「旭」


 昨日、私は昔の私への手紙を書いてみた。そのせいなのか、不思議と覚悟はできていた。


「あの日は本当にごめん。私勢いに任せて、本当に最低なことばっかり旭に言ったよね」

 
 旭は私に背中を向けていた。でも決して立ち去ろうとはしないのが、彼の優しさ。


「みんなに付き合ってるとかいじられて焦ってた。それに気にかけてやってるって旭に言われたのが子供扱いみたいに感じて、思わずあんなこと言っちゃった」


 あのね、返事はいらないから、と1歩旭に近づく。


「好きです。
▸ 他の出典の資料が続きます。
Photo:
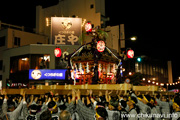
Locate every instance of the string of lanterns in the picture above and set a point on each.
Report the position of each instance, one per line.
(160, 84)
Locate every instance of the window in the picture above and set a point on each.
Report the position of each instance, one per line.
(1, 63)
(2, 41)
(92, 6)
(17, 41)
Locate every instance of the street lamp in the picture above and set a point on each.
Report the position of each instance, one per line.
(134, 38)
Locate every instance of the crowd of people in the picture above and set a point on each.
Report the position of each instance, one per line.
(107, 105)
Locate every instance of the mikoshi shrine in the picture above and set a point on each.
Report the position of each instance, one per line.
(90, 65)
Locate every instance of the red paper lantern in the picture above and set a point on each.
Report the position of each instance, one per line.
(57, 52)
(88, 27)
(130, 54)
(101, 46)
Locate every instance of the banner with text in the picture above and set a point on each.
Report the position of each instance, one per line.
(65, 30)
(47, 74)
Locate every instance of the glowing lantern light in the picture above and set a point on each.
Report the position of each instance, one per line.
(57, 52)
(101, 46)
(130, 54)
(88, 27)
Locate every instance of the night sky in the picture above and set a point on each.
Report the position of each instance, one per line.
(154, 23)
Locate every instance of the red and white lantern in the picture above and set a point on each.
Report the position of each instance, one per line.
(101, 46)
(57, 52)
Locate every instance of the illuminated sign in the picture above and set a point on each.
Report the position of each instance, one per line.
(65, 30)
(47, 74)
(130, 54)
(57, 52)
(101, 46)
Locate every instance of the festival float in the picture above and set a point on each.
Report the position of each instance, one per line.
(94, 62)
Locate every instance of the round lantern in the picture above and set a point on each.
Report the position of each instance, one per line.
(88, 27)
(57, 52)
(101, 46)
(130, 54)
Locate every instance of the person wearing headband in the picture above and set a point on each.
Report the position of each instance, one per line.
(132, 101)
(32, 112)
(122, 110)
(55, 111)
(176, 108)
(142, 104)
(164, 105)
(12, 113)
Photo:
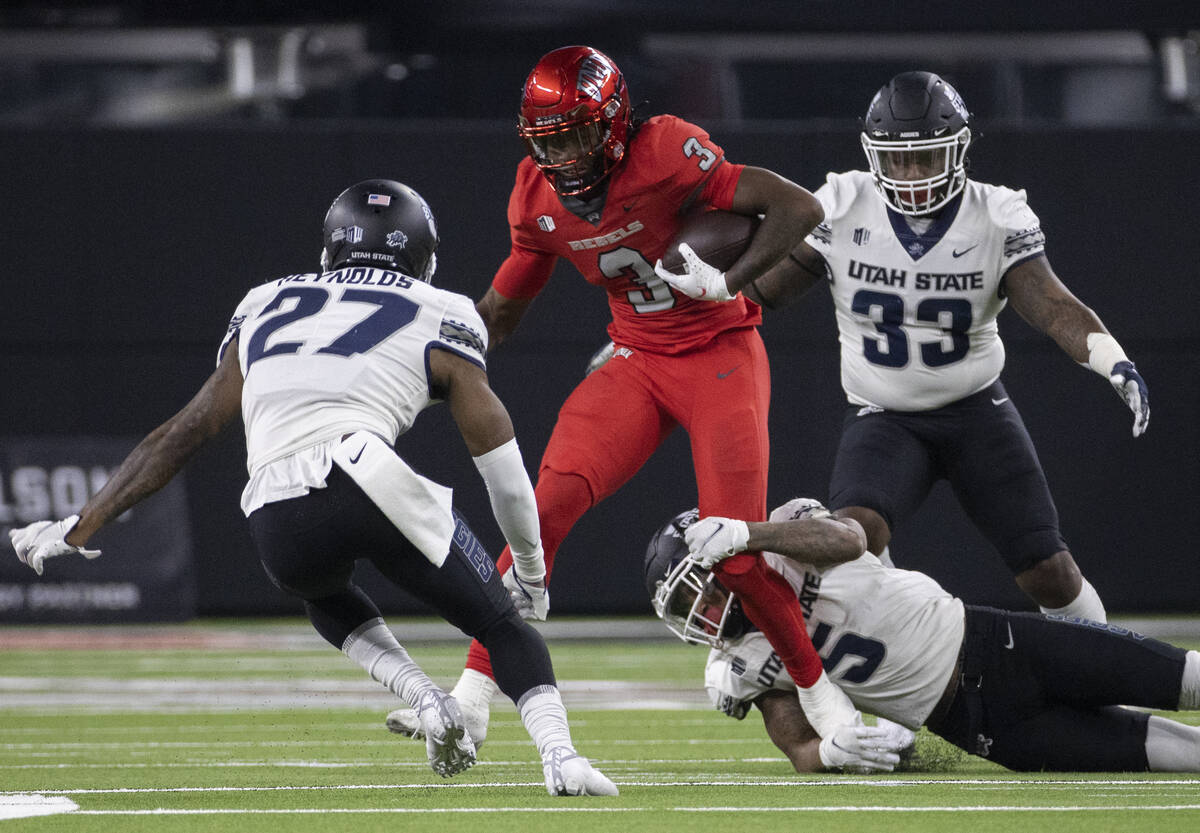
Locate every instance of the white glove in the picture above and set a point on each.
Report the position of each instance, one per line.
(1132, 388)
(46, 539)
(715, 539)
(699, 279)
(859, 748)
(531, 598)
(799, 508)
(899, 737)
(600, 358)
(826, 706)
今までありがとう」


 あの日、本当に旭のことが好きだったから、それをみんなに悟られたくなくて必死だった。旭に女として見られていないということを改めて感じて、強く当たってしまった。


 恋心が邪魔をして、本当に伝えたいことをひとつも伝えないまま、こんなふうになってしまった。



 驚いた顔をした旭がようやく振り向く。


 その手に花束を載せた。


「卒業おめでとう、旭」


 なんだか泣きそうになったから、今度は私が背を向け、走った。


 私が来た方向から駆け足が追いかけてくる音は本物か、幻聴なのか。


 まだ胸につかえた何かが取れた気はしない。それでも、ずっと伝えたかった『ごめん』と『ありがとう』と『好きです』を伝えられてよかった。




 緊張が解けた今、あの頃より少しだけ息がしやすくなった気がした。